Yeah and I'd agree there as well. There are plenty of places where land is too expensive and developers buy up property for speculation and not for building or community value.
So congrats on the fact the market does what it does? I'm not anti-capitalist, obviously products deserve market value, but that doesn't mean I'd cheer on something that makes startup's lives harder.
Do you know how Dudu.com was used prior to the sale? Maybe the owner had big plans for it or already built something. I have no idea, but I did hear it was not for sale at the time of the purchase. It's not like the social network started out on godudu.com and the seller then bought dudu.com with the hopes of selling it to the startup.
A certain well known funded startup wants a certain name.

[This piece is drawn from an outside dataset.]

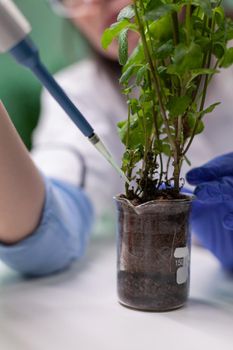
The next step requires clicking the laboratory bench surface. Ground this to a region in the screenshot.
[0,232,233,350]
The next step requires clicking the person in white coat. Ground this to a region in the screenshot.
[0,0,233,275]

But the name is owned by google (and not in use). If a domainer owned the name it wouldn't be cheap but it would be possible.
Likewise the perfect name that a startup wants that is owned by a local distribution company with 50 employees isn't going to be had for a trivial amount of money either.

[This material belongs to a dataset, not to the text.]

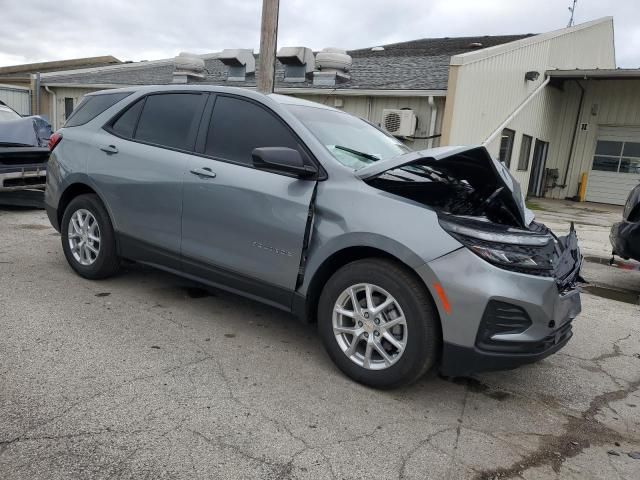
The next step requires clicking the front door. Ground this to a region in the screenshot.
[527,139,549,197]
[182,95,316,308]
[89,92,208,269]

Startups who can't get the name they want always assume that nobody would have the name until they wanted it. And it would just be sitting there.
If you know the domain business you would realize that the people who own names (lots of names) know when to fold their hand and not wait possibly forever for another deal to come along.
dudu.com by the way has pretty consistent content (it's in chinese) that goes back to the 90's. So most likely it was an operating site and a company that had to be compensated. If this domain was owned by a domainer it would have sold for a 10th of the price or less.
It's an example of excessive domain name costs, which - exactly as smackfu is saying - hampers startup's flexibility with names.